Further analysis steps were performed using R (v4.1.2). Note that cell filtering was done based only on the analysis of the gene expression, not ADT abundance. Cells were considered as high-quality cells if they had at least 2000 UMI counts, which is the threshold derived from the distribution of UMI counts across cells, forming a data set of 9953 cells.

Multiple Bioconductor (v3.14) packages including DropletUtils (v1.14.2), scDblFinder (v1.8.0), scran (v1.22.1), scater (v1.22.0), scuttle (1.4.0) and batchelor (v1.10.0) were applied for the further analysis of the dataset mostly following the steps of the workflow presented at https://bioconductor.org/books/release/OSCA/. Normalised39 log-count values for the gene expression were used to construct a shared nearest-neighbour graph40, which nodes, i.e., cells, were clustered by ‘cluster_louvain’ method from the R igraph package41. Counts reflecting the ADT abundance in cells were also log-normalised and clustered in a similar manner.

The data set was subjected to the cell-type annotation using the Bioconductor package SingleR (v1.8.1) and samples from the Immunological Genome Project (ImmGen) provided by the Bioconducter package celldex (v1.4.0) as the reference. Clusters of cells mostly assigned to ‘Epithelial cells’ (5834 cells) were filtered (Supplementary Fig. 6d). Note that one of the clusters (cluster A, Supplementary Fig. 6a) was excluded at this step, because it was mostly composed of cells with elevated percentage of reads mapping to mitochondrial and ribosomal genes and lower number of counts.

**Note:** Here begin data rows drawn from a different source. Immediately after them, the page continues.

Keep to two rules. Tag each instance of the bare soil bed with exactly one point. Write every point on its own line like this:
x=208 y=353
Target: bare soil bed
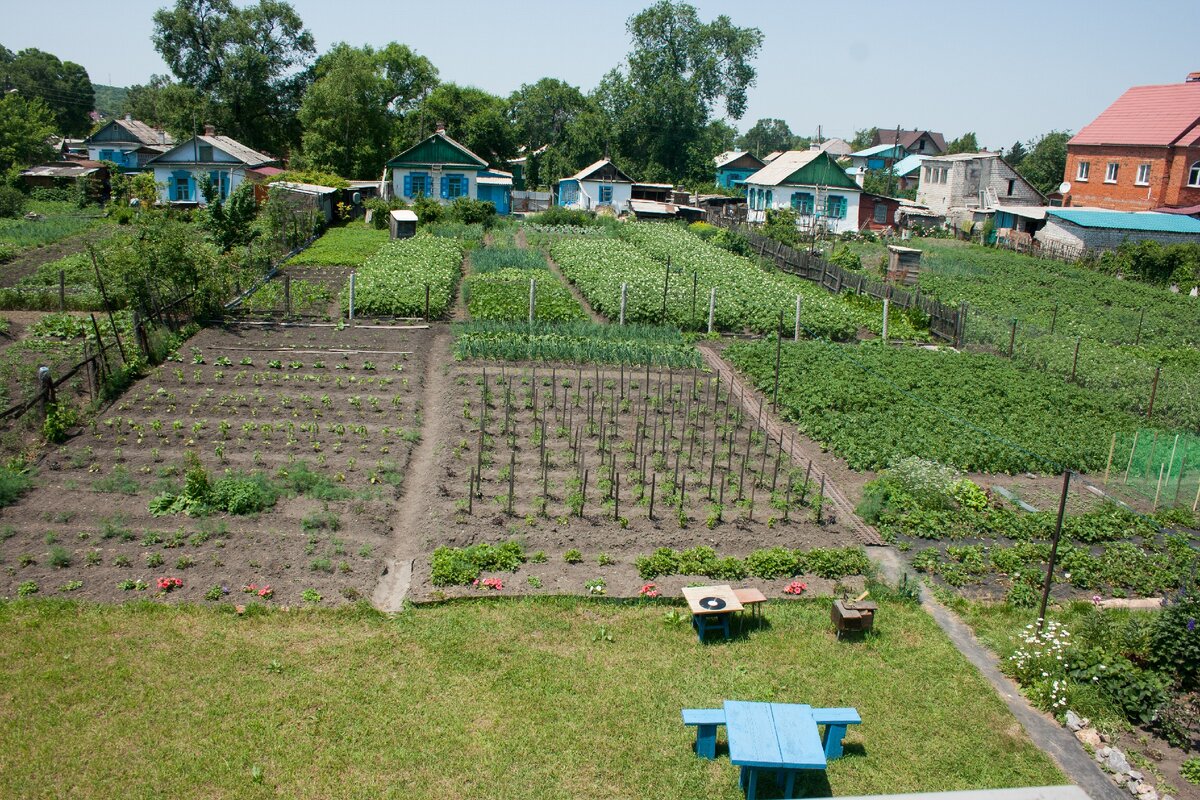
x=582 y=451
x=342 y=402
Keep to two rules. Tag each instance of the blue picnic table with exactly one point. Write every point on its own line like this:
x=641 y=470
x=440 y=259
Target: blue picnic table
x=780 y=738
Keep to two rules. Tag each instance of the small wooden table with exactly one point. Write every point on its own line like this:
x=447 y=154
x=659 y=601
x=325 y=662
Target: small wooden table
x=711 y=608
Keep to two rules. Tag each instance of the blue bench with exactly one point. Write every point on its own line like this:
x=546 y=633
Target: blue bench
x=706 y=721
x=834 y=720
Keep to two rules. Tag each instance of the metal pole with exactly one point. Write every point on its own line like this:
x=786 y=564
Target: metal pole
x=1054 y=551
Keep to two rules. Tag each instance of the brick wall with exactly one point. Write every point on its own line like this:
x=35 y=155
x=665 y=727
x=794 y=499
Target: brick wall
x=1168 y=175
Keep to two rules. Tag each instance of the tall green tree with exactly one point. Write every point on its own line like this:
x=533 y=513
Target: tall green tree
x=64 y=86
x=767 y=136
x=681 y=72
x=353 y=108
x=169 y=104
x=252 y=62
x=472 y=116
x=25 y=126
x=1047 y=162
x=965 y=143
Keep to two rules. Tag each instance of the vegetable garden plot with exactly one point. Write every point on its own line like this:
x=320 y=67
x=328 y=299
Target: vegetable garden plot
x=976 y=541
x=748 y=296
x=396 y=281
x=315 y=426
x=618 y=462
x=874 y=405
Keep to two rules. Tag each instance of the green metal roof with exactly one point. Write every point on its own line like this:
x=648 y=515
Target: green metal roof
x=438 y=149
x=1150 y=221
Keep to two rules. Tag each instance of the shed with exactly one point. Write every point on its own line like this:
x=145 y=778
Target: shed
x=904 y=264
x=402 y=223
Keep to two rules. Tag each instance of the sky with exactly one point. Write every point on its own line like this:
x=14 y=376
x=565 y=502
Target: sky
x=1006 y=71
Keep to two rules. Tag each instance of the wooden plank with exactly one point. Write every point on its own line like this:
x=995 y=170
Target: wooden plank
x=799 y=744
x=751 y=733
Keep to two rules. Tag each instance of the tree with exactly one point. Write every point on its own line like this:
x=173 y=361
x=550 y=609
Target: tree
x=63 y=86
x=767 y=136
x=1015 y=155
x=472 y=116
x=1047 y=162
x=252 y=62
x=679 y=73
x=179 y=109
x=863 y=138
x=541 y=112
x=352 y=110
x=25 y=128
x=965 y=143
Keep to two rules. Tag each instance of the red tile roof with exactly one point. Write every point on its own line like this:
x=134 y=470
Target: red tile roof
x=1153 y=115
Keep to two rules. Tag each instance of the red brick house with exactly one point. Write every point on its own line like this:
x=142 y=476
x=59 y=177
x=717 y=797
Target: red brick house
x=1143 y=152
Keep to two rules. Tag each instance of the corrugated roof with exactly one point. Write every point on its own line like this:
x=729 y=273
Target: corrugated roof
x=780 y=168
x=1150 y=221
x=1153 y=115
x=876 y=150
x=907 y=166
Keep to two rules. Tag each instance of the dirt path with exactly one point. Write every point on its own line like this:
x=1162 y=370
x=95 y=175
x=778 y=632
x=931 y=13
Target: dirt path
x=417 y=509
x=837 y=505
x=570 y=287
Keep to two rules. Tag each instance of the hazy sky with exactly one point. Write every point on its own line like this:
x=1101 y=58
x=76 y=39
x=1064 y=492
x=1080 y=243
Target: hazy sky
x=1006 y=70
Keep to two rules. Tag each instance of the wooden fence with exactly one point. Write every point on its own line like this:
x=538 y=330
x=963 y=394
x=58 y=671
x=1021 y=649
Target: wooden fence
x=945 y=322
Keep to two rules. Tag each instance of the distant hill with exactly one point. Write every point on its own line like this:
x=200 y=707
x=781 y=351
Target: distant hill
x=109 y=100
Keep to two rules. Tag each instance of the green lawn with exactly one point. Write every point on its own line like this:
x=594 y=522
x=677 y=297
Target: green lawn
x=481 y=699
x=347 y=246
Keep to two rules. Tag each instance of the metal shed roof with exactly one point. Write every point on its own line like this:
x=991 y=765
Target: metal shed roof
x=1151 y=221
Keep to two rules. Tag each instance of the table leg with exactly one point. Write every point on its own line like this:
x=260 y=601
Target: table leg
x=832 y=740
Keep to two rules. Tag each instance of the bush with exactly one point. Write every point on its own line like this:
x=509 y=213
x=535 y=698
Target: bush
x=12 y=202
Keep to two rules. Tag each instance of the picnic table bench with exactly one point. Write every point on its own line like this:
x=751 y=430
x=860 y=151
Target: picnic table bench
x=772 y=737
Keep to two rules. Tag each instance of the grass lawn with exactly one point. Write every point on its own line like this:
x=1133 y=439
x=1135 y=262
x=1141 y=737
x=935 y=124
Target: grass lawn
x=347 y=246
x=481 y=699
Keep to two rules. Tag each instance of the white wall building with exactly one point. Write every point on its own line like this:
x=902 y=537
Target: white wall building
x=809 y=182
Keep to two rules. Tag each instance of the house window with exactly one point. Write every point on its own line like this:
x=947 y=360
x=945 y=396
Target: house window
x=835 y=206
x=802 y=202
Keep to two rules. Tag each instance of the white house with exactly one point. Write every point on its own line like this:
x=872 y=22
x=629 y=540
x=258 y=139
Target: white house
x=809 y=182
x=965 y=182
x=599 y=185
x=223 y=160
x=129 y=143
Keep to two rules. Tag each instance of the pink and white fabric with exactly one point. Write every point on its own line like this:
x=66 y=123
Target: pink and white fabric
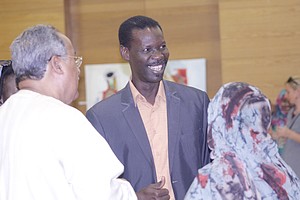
x=246 y=163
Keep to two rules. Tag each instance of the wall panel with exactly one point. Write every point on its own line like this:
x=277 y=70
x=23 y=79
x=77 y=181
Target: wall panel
x=260 y=42
x=16 y=15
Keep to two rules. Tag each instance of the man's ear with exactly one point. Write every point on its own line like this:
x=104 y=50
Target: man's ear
x=124 y=51
x=55 y=64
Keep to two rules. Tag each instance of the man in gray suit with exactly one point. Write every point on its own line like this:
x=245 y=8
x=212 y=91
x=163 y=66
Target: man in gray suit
x=157 y=128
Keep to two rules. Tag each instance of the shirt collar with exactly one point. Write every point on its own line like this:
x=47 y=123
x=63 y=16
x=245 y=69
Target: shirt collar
x=137 y=96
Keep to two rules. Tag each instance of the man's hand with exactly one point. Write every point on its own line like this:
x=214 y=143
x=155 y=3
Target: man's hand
x=154 y=191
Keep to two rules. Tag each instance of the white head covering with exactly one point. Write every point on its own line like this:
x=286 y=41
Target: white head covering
x=246 y=163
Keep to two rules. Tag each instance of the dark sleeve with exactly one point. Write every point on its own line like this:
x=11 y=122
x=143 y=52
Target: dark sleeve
x=94 y=120
x=205 y=149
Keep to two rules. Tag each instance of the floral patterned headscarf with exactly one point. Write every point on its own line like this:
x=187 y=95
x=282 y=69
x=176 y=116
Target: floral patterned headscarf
x=246 y=163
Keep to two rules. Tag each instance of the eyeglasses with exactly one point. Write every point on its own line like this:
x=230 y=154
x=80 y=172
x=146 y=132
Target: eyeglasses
x=292 y=80
x=3 y=64
x=78 y=59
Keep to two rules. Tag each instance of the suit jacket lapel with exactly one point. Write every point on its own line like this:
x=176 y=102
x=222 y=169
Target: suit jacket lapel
x=173 y=113
x=135 y=122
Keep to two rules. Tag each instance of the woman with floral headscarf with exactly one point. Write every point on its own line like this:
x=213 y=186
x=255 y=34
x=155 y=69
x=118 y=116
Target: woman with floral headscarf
x=246 y=163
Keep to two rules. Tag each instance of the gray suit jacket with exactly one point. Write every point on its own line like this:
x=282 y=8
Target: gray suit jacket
x=119 y=122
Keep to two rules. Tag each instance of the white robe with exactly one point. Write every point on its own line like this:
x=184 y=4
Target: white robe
x=49 y=151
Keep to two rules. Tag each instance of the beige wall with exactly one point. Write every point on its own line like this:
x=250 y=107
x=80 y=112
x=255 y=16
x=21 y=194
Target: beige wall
x=16 y=15
x=255 y=41
x=260 y=42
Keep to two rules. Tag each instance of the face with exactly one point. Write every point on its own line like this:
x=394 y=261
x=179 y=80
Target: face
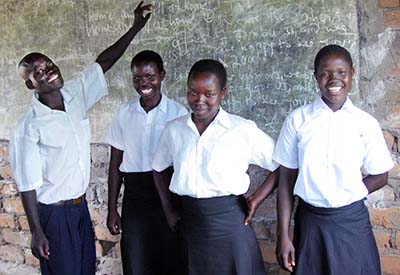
x=204 y=95
x=334 y=75
x=44 y=76
x=147 y=80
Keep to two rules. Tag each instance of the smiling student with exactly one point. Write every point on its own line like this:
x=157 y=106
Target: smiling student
x=211 y=151
x=148 y=245
x=50 y=156
x=322 y=148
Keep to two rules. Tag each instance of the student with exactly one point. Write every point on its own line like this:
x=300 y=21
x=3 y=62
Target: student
x=211 y=151
x=49 y=154
x=322 y=148
x=148 y=245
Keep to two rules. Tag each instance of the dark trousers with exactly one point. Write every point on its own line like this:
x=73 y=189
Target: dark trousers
x=70 y=234
x=148 y=245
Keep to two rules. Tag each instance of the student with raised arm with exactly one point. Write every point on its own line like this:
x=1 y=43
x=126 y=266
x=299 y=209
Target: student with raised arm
x=50 y=155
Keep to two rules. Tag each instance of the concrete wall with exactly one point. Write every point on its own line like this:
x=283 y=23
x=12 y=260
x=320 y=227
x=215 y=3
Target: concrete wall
x=379 y=81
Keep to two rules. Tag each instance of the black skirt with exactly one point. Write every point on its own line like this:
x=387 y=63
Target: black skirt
x=217 y=241
x=333 y=241
x=148 y=245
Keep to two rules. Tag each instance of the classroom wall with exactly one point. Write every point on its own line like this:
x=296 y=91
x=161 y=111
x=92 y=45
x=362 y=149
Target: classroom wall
x=267 y=81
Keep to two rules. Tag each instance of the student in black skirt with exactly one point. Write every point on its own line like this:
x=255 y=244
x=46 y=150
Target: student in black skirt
x=211 y=151
x=322 y=148
x=148 y=245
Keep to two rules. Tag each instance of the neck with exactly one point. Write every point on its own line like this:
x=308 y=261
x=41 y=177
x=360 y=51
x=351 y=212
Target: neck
x=53 y=100
x=150 y=103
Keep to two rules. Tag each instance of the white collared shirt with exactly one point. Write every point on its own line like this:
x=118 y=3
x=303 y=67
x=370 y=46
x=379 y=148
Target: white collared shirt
x=215 y=163
x=50 y=149
x=329 y=149
x=137 y=133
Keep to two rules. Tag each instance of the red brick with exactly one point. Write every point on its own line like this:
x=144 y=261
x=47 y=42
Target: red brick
x=11 y=253
x=30 y=259
x=390 y=264
x=267 y=251
x=386 y=217
x=7 y=220
x=392 y=19
x=17 y=238
x=13 y=205
x=389 y=3
x=23 y=222
x=382 y=239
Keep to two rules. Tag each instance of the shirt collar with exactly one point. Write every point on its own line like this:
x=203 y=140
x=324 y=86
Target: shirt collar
x=320 y=105
x=162 y=105
x=40 y=109
x=222 y=119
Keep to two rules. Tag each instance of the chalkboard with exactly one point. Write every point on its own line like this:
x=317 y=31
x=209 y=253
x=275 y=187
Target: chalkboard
x=268 y=48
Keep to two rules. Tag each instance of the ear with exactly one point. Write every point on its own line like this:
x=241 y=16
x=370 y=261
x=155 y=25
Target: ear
x=162 y=75
x=224 y=92
x=29 y=84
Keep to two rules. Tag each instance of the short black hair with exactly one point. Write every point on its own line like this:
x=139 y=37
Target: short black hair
x=146 y=57
x=210 y=66
x=331 y=49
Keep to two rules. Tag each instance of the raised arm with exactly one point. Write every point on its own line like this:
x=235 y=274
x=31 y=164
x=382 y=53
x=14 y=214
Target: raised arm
x=162 y=180
x=285 y=248
x=266 y=188
x=39 y=243
x=110 y=55
x=114 y=187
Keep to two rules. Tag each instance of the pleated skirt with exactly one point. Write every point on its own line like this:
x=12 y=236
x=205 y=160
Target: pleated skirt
x=217 y=241
x=335 y=241
x=148 y=245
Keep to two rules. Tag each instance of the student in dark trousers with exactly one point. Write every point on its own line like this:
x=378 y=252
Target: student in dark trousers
x=211 y=151
x=322 y=148
x=148 y=245
x=50 y=156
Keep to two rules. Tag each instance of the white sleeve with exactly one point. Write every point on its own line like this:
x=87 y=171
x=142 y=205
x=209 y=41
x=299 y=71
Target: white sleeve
x=286 y=151
x=377 y=159
x=162 y=157
x=25 y=161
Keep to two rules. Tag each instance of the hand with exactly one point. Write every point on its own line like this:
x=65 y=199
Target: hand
x=252 y=207
x=173 y=219
x=114 y=222
x=140 y=18
x=40 y=246
x=285 y=254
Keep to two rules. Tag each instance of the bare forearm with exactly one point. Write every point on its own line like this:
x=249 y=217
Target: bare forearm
x=375 y=182
x=30 y=204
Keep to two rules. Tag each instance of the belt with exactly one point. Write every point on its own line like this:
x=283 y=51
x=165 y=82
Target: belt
x=78 y=200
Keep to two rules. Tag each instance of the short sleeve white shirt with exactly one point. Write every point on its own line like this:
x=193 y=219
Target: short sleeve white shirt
x=329 y=149
x=136 y=132
x=215 y=163
x=50 y=149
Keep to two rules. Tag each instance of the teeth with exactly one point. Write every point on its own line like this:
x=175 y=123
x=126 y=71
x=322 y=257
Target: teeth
x=53 y=77
x=334 y=89
x=147 y=91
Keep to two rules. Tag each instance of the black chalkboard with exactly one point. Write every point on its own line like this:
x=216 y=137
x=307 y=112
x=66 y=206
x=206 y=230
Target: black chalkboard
x=268 y=48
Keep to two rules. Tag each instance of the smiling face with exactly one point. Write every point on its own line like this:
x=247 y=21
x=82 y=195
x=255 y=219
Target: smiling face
x=147 y=80
x=42 y=75
x=334 y=75
x=204 y=96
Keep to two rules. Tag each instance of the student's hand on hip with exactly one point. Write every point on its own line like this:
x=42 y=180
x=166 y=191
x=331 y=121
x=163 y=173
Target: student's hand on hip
x=40 y=246
x=114 y=222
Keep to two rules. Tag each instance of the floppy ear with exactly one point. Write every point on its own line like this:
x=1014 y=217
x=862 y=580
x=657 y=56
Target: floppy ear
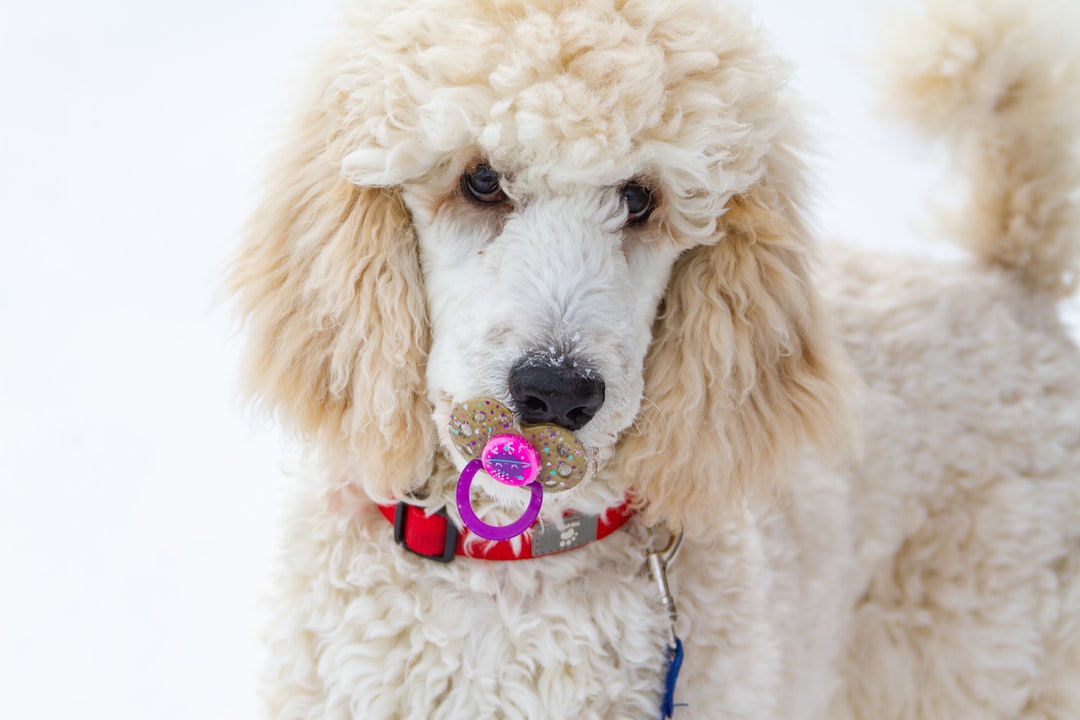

The gene expression of filtered cells was re-analysed by removing the batch effect formed by the combination of the sample of origin and the number of counts per cell (cells with >12,000 counts and cells with 12,000 counts) and re-clustered (Fig. 5a, b). Cells were also subjected to the cell-type annotation using scRNAseq transcriptional profiles of single TEC as the reference data set13 (Fig. 5d, f). The scoreMarkers function of the scran package was applied to find marker genes of clusters 1–3. The standardised log-fold change across all pairwise comparisons ‘mean.logFC.cohen’>1 was used as the significance threshold defining the set of marker genes.

A t-SNE dimensionality reduction was used for visualizing single cells on two dimensions. T-SNE coordinates were calculated using the runTSNE function from the scater package and default parameters. For the visualization of cells based on the gene expression, coordinates of principal components and 2000 most variable genes with excluded mitochondrial and ribosomal genes were used as the input. For the visualization of cells based on the ADT abundance, coordinates of principal components and all ADTs were used as the input.

Bulk RNA sequencing

Triplicates of Sca1CD63CD66a+CD117+ tuft-like and Sca1CD63CD66aCD117 non-tuft-like mTEC cells were sorted from thymi of 6-week-old C57BL/6 mice into trizol (Invitrogen, 15596026). Subsequently samples were submitted to ultra-low input bulk RNAseq. Reads were trimmed using Trimmomatic (version 0.36) to remove adapter sequences and aligned to the mouse genome (mm10) using STAR (version 2.7.3a)42,43. HTSeq (version 0.12.4) was used to assign reads to genes with the option “intersection-nonempty”44. Differentially expressed genes were identified using edgeR (FDR < 0.05)45. Spearman correlation coefficients were calculated between Sca1CD63CD66aCD117 non-tuft-like mTEC bulk RNAseq samples and scRNAseq data from reference 13 for all differentially expressed genes with log2 fold change ≥1.

Statistical analysis

GraphPad Prism (version 9) was used to perform all statistical analyses, except for the bulk RNAseq and CITEseq datasets. The statistical tests used are described in the figure legends, and exact p-values are shown within each figure. Non-significant differences are not specified.

Reporting summary

Further information on research design is available in the Nature Portfolio Reporting Summary linked to this article.